Wednesday, April 1, 2009

The economy

I heard Greens co-leader Russel Norman on the radio the
other day saying that a reduction in the use of plastic bags
would be ‘good for the environment.’ It crystallized some
thoughts I’d been having about the way we think and talk
about ‘the economy,’ which is generally confined within
fairly narrow parameters, most of them numerical:
interest rates, share prices, percentages, growth figures
etc. The economy, global or national, is much, more than
that, of course, but you wouldn’t know it from the public
discourse that passes as economic analysis and debate.

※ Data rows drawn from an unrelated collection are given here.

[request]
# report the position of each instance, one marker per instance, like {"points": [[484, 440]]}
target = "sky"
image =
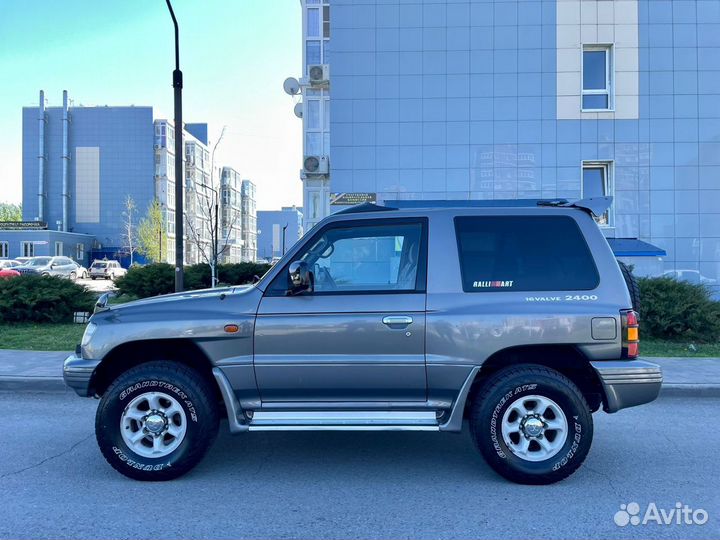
{"points": [[234, 54]]}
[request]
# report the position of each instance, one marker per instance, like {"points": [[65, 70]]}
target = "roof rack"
{"points": [[594, 205], [365, 207]]}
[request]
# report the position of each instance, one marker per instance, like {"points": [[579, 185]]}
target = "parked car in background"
{"points": [[7, 273], [51, 266], [81, 272], [106, 270]]}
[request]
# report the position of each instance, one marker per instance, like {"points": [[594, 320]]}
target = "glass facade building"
{"points": [[463, 100], [102, 155]]}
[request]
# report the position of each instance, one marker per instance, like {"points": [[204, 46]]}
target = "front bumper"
{"points": [[628, 383], [77, 373]]}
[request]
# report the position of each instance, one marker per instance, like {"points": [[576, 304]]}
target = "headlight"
{"points": [[89, 331]]}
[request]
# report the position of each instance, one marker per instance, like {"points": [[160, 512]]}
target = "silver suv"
{"points": [[516, 318]]}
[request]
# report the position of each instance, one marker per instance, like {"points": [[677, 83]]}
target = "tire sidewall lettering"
{"points": [[154, 385], [574, 438]]}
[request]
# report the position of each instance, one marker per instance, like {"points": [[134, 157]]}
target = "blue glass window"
{"points": [[313, 22], [312, 52], [597, 78], [595, 184]]}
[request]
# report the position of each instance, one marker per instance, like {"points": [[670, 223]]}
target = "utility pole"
{"points": [[179, 187]]}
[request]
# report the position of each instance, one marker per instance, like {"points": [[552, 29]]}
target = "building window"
{"points": [[326, 22], [313, 22], [597, 69], [597, 182], [312, 52], [27, 249]]}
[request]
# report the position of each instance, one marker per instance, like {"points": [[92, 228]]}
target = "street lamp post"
{"points": [[179, 187], [284, 229]]}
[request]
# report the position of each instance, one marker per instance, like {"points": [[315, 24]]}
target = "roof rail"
{"points": [[365, 207], [594, 205]]}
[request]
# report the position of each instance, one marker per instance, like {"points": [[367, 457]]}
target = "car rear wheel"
{"points": [[531, 424], [157, 421]]}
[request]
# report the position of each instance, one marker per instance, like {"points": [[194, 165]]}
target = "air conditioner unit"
{"points": [[316, 165], [319, 75]]}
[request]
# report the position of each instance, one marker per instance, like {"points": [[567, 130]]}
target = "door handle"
{"points": [[397, 320]]}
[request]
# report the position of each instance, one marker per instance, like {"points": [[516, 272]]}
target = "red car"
{"points": [[7, 273]]}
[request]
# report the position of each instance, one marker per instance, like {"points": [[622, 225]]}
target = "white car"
{"points": [[106, 270]]}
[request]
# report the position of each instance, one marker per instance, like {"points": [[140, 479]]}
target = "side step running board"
{"points": [[344, 421]]}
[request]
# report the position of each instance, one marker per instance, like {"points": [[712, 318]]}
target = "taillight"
{"points": [[630, 334]]}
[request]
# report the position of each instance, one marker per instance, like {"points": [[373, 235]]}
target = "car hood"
{"points": [[182, 300]]}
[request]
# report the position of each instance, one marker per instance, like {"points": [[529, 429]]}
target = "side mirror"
{"points": [[301, 278]]}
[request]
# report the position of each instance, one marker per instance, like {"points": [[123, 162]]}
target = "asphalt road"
{"points": [[55, 484]]}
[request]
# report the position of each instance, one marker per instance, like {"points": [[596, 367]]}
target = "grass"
{"points": [[651, 347], [41, 337]]}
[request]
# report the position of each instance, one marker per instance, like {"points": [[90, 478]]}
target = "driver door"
{"points": [[360, 334]]}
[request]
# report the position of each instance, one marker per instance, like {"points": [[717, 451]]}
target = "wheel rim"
{"points": [[153, 424], [534, 428]]}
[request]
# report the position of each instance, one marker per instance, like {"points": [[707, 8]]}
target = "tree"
{"points": [[129, 233], [209, 236], [151, 234], [10, 212]]}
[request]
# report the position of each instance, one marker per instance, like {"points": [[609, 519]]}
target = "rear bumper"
{"points": [[77, 373], [628, 383]]}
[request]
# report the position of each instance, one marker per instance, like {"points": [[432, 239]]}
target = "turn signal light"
{"points": [[631, 334]]}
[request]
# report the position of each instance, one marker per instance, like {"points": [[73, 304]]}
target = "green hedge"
{"points": [[155, 279], [678, 310], [31, 298]]}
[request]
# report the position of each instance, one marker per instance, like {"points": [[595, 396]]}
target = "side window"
{"points": [[524, 253], [368, 257]]}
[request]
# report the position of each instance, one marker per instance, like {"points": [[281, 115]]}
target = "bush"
{"points": [[150, 280], [32, 298], [678, 310], [155, 279]]}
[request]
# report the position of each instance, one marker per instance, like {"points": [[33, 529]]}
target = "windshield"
{"points": [[38, 261]]}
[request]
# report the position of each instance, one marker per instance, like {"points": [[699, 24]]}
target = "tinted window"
{"points": [[529, 253], [371, 257]]}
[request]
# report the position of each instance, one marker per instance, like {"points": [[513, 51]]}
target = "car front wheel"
{"points": [[531, 424], [157, 421]]}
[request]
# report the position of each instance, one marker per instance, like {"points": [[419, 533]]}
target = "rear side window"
{"points": [[524, 253]]}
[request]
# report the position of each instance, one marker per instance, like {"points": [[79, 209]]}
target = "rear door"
{"points": [[360, 335]]}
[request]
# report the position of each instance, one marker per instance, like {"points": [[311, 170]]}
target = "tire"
{"points": [[513, 389], [632, 285], [167, 386]]}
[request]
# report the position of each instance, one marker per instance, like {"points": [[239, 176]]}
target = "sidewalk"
{"points": [[42, 372]]}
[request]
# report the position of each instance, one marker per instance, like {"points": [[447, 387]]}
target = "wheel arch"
{"points": [[134, 353], [566, 359]]}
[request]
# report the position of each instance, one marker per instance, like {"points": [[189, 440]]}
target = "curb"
{"points": [[690, 390], [32, 384], [56, 384]]}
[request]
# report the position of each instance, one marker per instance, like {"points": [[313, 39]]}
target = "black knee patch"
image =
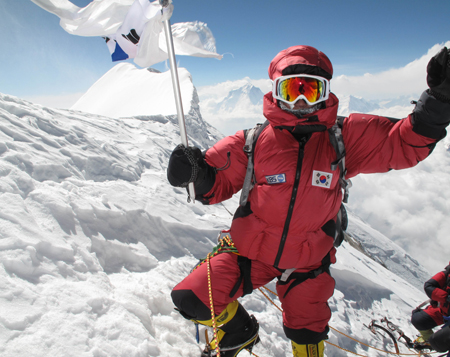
{"points": [[422, 321], [304, 336], [190, 306], [440, 340]]}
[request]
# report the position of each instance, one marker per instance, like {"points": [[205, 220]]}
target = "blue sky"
{"points": [[38, 58]]}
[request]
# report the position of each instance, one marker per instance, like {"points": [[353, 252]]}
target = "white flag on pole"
{"points": [[133, 29]]}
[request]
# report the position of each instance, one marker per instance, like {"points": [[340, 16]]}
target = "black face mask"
{"points": [[300, 113]]}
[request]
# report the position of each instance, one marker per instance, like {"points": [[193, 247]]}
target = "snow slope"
{"points": [[93, 238]]}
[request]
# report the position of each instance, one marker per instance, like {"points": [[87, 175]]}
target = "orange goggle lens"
{"points": [[290, 89]]}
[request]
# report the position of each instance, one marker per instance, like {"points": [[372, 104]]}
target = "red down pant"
{"points": [[305, 309]]}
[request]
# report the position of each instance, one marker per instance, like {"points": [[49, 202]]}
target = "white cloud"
{"points": [[407, 80], [64, 101]]}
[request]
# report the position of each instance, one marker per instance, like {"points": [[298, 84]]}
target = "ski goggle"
{"points": [[290, 89]]}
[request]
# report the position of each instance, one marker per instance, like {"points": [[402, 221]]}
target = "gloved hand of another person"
{"points": [[438, 75]]}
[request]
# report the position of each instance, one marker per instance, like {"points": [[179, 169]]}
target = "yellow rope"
{"points": [[211, 303], [213, 318]]}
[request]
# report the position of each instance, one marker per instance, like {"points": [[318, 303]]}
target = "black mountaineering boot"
{"points": [[241, 332]]}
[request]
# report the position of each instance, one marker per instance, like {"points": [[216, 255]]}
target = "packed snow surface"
{"points": [[93, 238]]}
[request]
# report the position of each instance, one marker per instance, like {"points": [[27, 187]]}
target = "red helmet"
{"points": [[301, 60]]}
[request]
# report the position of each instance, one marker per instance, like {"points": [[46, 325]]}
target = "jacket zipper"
{"points": [[301, 151]]}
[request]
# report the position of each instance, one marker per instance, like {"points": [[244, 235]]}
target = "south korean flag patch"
{"points": [[322, 179]]}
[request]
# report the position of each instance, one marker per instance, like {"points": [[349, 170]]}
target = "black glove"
{"points": [[187, 165], [438, 75]]}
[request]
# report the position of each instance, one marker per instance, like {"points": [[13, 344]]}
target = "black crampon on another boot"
{"points": [[241, 332]]}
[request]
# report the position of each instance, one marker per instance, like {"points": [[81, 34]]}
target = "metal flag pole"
{"points": [[176, 90]]}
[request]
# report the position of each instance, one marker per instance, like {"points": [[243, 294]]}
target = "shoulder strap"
{"points": [[251, 136], [337, 142]]}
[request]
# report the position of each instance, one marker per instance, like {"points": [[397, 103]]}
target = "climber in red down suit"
{"points": [[287, 227]]}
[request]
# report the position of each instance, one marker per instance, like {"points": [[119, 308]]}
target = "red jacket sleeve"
{"points": [[434, 287], [379, 144], [229, 181]]}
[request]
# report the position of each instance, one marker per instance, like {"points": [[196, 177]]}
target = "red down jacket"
{"points": [[289, 230], [437, 288], [291, 223]]}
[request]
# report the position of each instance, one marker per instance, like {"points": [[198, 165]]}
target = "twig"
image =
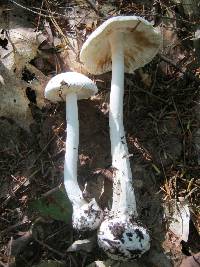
{"points": [[93, 6], [62, 255], [177, 67]]}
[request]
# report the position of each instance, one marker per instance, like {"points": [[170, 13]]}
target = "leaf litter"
{"points": [[161, 120]]}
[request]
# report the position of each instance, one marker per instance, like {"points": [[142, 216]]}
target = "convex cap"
{"points": [[140, 39], [66, 83]]}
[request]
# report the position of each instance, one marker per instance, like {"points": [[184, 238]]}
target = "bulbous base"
{"points": [[87, 217], [123, 239]]}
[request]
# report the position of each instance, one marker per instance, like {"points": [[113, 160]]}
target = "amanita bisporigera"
{"points": [[121, 44], [70, 87]]}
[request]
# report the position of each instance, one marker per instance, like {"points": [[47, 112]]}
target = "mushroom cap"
{"points": [[87, 217], [122, 239], [141, 43], [66, 83]]}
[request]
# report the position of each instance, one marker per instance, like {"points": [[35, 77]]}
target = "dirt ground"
{"points": [[162, 122]]}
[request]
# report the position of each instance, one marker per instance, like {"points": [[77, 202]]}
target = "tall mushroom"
{"points": [[72, 86], [121, 44]]}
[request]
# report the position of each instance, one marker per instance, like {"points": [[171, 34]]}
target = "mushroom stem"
{"points": [[119, 149], [71, 156]]}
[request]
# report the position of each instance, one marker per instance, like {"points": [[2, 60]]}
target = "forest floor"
{"points": [[161, 119]]}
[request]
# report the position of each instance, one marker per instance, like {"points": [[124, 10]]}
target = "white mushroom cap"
{"points": [[141, 43], [87, 217], [66, 83], [123, 239]]}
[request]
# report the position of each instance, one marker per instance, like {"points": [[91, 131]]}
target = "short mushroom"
{"points": [[121, 44], [70, 87]]}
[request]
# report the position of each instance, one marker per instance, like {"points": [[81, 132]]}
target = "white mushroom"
{"points": [[72, 86], [121, 44]]}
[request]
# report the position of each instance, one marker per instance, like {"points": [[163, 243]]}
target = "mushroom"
{"points": [[72, 86], [121, 44]]}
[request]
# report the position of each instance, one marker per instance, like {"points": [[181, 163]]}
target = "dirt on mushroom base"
{"points": [[159, 120]]}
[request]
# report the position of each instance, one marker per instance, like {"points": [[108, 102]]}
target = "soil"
{"points": [[161, 122]]}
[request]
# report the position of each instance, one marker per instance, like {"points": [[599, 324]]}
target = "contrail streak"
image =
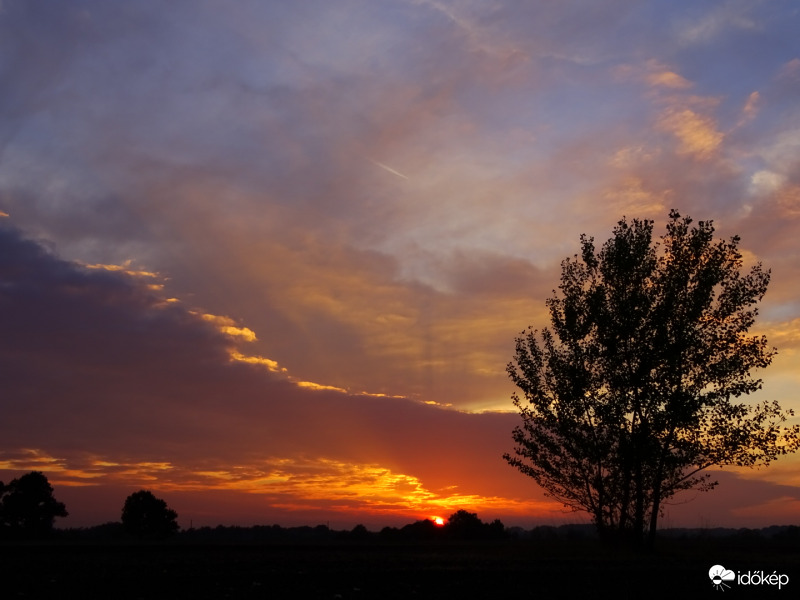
{"points": [[387, 168]]}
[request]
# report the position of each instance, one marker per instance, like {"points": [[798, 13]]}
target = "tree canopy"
{"points": [[634, 391], [28, 507], [146, 516]]}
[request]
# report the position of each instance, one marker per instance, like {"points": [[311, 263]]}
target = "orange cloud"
{"points": [[697, 134]]}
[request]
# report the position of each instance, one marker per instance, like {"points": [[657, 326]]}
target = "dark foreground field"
{"points": [[366, 570]]}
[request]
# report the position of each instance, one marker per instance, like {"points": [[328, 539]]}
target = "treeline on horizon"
{"points": [[424, 531]]}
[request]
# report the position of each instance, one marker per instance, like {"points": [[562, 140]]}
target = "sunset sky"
{"points": [[268, 259]]}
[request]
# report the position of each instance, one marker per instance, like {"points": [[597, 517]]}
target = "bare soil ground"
{"points": [[378, 570]]}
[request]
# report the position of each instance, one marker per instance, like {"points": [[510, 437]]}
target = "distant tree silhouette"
{"points": [[634, 391], [464, 525], [146, 516], [28, 507]]}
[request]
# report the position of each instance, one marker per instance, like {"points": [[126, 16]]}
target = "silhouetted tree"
{"points": [[632, 394], [464, 525], [28, 507], [146, 516]]}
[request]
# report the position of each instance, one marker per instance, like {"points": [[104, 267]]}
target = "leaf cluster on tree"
{"points": [[635, 390]]}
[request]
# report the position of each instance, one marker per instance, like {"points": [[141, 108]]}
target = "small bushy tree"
{"points": [[146, 516], [28, 507]]}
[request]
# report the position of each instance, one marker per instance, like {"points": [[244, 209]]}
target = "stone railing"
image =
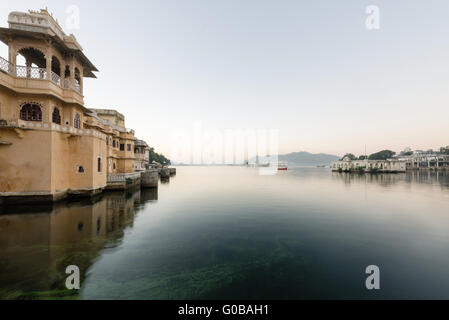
{"points": [[6, 66], [121, 177], [56, 78], [69, 85], [31, 73], [37, 74]]}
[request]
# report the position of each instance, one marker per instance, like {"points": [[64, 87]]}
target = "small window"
{"points": [[31, 112], [77, 121], [56, 116]]}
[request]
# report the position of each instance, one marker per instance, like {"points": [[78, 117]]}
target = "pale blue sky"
{"points": [[308, 68]]}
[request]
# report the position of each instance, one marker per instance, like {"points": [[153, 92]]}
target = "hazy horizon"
{"points": [[310, 69]]}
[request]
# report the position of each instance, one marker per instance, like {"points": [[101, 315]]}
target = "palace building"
{"points": [[51, 145]]}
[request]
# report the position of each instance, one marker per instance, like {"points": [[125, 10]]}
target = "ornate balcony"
{"points": [[34, 73]]}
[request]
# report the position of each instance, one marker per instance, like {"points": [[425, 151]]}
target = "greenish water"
{"points": [[230, 233]]}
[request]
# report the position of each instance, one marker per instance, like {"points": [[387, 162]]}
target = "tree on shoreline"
{"points": [[159, 158], [382, 155]]}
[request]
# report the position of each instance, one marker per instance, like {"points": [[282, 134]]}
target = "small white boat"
{"points": [[282, 166]]}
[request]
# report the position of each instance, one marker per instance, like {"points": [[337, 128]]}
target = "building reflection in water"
{"points": [[37, 243]]}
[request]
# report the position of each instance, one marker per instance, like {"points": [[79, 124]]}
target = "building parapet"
{"points": [[385, 166]]}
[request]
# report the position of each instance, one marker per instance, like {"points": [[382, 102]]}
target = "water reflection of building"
{"points": [[35, 248]]}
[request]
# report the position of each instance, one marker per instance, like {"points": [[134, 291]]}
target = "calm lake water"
{"points": [[228, 232]]}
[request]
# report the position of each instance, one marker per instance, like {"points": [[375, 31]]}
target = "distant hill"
{"points": [[303, 158]]}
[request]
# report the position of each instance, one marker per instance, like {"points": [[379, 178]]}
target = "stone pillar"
{"points": [[81, 80], [149, 179], [28, 65]]}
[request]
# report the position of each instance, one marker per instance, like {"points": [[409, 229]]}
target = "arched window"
{"points": [[56, 116], [77, 121], [31, 112]]}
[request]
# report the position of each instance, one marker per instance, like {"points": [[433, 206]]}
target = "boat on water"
{"points": [[282, 166]]}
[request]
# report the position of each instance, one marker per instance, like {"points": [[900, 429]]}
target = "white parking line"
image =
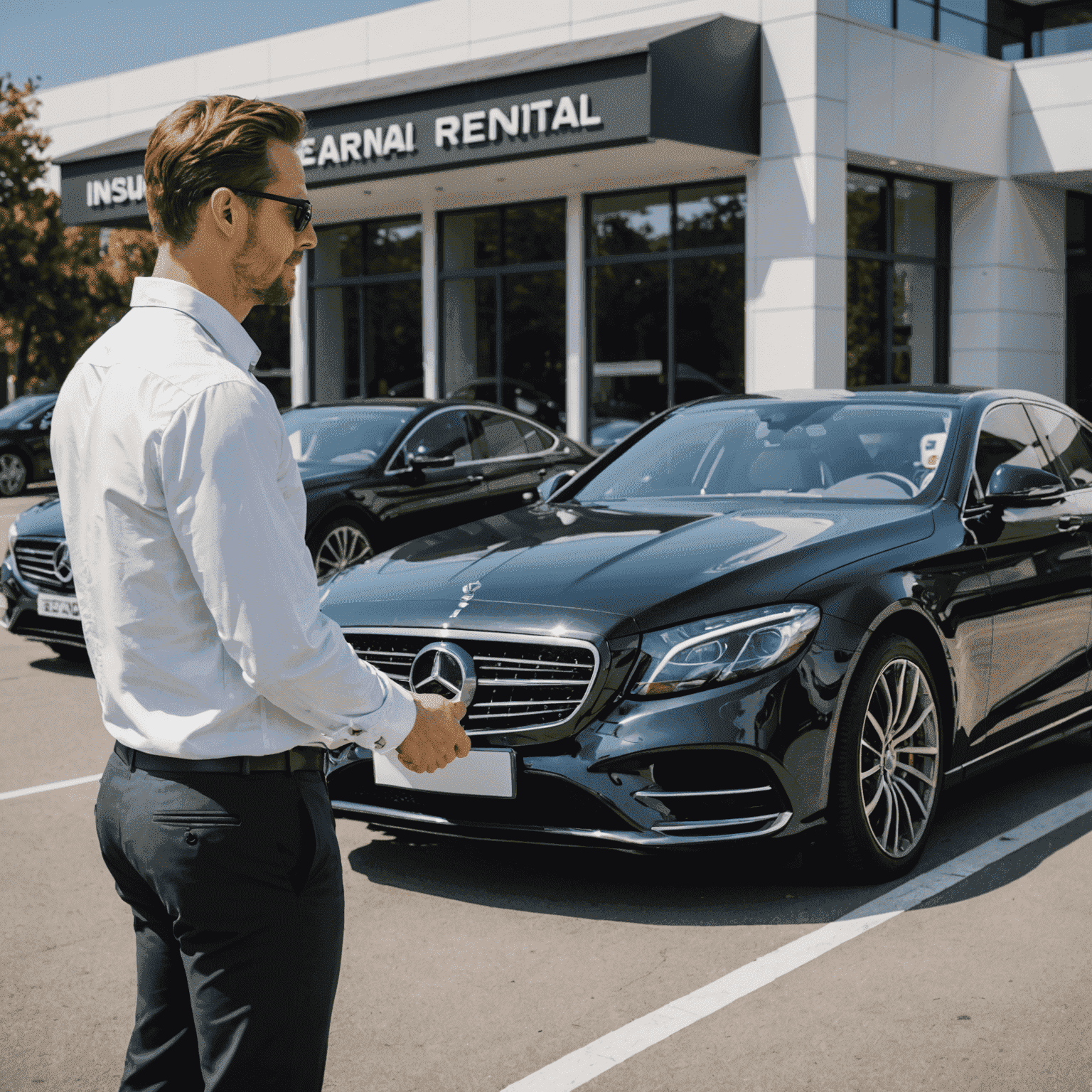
{"points": [[53, 784], [581, 1066]]}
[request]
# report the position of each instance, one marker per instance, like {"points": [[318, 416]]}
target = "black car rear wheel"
{"points": [[338, 545], [14, 475], [886, 776]]}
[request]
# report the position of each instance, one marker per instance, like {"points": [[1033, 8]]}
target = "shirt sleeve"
{"points": [[218, 460]]}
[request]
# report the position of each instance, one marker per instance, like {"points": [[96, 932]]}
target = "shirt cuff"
{"points": [[383, 729]]}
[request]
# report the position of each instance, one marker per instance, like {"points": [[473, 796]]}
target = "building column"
{"points": [[429, 305], [576, 338], [299, 336], [795, 309], [1008, 321]]}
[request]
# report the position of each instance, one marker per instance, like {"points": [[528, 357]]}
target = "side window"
{"points": [[442, 435], [537, 439], [1007, 437], [1069, 444], [505, 436]]}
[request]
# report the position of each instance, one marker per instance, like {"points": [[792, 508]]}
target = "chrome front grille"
{"points": [[522, 682], [34, 558]]}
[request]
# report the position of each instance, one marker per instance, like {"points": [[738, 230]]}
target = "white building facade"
{"points": [[593, 209]]}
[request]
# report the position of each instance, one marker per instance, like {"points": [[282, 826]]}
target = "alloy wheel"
{"points": [[12, 474], [900, 758], [341, 547]]}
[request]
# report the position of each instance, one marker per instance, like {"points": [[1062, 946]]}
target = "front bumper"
{"points": [[18, 613], [729, 764]]}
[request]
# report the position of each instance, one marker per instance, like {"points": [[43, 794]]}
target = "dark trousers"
{"points": [[235, 886]]}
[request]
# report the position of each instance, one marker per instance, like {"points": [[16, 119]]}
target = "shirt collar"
{"points": [[214, 319]]}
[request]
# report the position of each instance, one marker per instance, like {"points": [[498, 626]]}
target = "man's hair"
{"points": [[208, 143]]}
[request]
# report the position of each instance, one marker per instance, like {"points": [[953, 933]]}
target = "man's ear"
{"points": [[224, 207]]}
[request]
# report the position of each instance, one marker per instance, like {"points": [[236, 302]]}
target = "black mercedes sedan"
{"points": [[24, 442], [376, 472], [755, 619]]}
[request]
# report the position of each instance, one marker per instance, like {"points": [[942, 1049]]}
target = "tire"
{"points": [[884, 801], [14, 474], [338, 544]]}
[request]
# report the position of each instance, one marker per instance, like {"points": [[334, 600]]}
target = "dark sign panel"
{"points": [[108, 191], [699, 85], [539, 114]]}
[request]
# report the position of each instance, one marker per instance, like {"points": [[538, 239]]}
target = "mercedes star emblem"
{"points": [[63, 564], [446, 670]]}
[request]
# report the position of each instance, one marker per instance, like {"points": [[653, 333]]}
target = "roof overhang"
{"points": [[695, 83]]}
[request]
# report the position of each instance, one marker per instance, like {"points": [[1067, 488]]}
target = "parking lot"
{"points": [[471, 967]]}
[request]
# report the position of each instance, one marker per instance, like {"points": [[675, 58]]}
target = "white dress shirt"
{"points": [[185, 517]]}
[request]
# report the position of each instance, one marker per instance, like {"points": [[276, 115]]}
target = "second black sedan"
{"points": [[376, 473], [24, 442], [381, 471]]}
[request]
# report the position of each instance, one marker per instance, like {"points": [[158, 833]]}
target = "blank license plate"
{"points": [[486, 771], [58, 606]]}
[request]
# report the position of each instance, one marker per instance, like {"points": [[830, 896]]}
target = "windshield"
{"points": [[343, 434], [24, 407], [841, 450]]}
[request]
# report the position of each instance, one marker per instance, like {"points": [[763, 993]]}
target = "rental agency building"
{"points": [[594, 209]]}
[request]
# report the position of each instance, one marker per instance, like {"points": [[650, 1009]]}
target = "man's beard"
{"points": [[277, 291], [249, 273]]}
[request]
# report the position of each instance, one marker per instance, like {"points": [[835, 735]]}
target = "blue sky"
{"points": [[65, 41]]}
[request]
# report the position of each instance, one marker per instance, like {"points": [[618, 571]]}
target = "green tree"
{"points": [[60, 287]]}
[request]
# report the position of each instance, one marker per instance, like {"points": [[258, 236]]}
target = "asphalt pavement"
{"points": [[470, 967]]}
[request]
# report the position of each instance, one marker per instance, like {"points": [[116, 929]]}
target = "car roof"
{"points": [[946, 395]]}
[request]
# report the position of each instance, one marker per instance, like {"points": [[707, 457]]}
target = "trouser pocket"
{"points": [[196, 819]]}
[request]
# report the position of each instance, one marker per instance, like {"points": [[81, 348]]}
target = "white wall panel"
{"points": [[912, 122], [1008, 285], [238, 67], [970, 112], [1054, 139], [169, 83], [513, 43], [419, 28], [489, 18], [788, 59], [1051, 81], [343, 45], [869, 90]]}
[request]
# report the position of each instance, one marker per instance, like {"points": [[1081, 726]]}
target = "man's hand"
{"points": [[436, 737]]}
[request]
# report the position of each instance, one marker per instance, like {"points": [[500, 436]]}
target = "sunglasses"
{"points": [[303, 208]]}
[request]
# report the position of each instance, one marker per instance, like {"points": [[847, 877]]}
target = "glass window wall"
{"points": [[503, 307], [896, 279], [366, 338], [1002, 28], [665, 281]]}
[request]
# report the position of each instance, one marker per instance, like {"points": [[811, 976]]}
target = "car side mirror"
{"points": [[1016, 485], [547, 488], [429, 462]]}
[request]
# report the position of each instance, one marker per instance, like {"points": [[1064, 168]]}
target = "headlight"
{"points": [[723, 649]]}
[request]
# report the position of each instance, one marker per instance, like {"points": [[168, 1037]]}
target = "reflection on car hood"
{"points": [[44, 519], [314, 473], [653, 564]]}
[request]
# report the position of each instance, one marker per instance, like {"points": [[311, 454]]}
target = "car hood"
{"points": [[328, 473], [43, 519], [614, 569]]}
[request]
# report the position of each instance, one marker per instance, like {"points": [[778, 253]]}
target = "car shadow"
{"points": [[61, 666], [753, 884]]}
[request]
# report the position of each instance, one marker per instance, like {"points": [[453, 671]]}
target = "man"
{"points": [[218, 675]]}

It’s not just the exchange or movement of money and
commodities, it’s the way we live and what we do in order
to survive and how the planet copes as well. Here lies the
danger in talking about ‘the environment’ as if it were
something discrete and separately definable, like, say,
‘industry’ or 'education.’ Actually, the environment is the
economy is the environment; it’s all one. The Greens
should talk less about ‘the environment’ and more about
'the economy,’ not only because it’s more realistic but
because it'll keep them from being partitioned off in the
public mind as people concerned only with nature and
trees and wildlife, and from thereby being politically
diminished as a sectional interest group. I know they
understand this: they just need to say it more clearly.
Reducing the use of plastic bags is good for the economy
full stop. Every time you find yourself about to say ‘the
environment,’ pause and say ‘the economy' instead. It
will take you interesting places in your mind.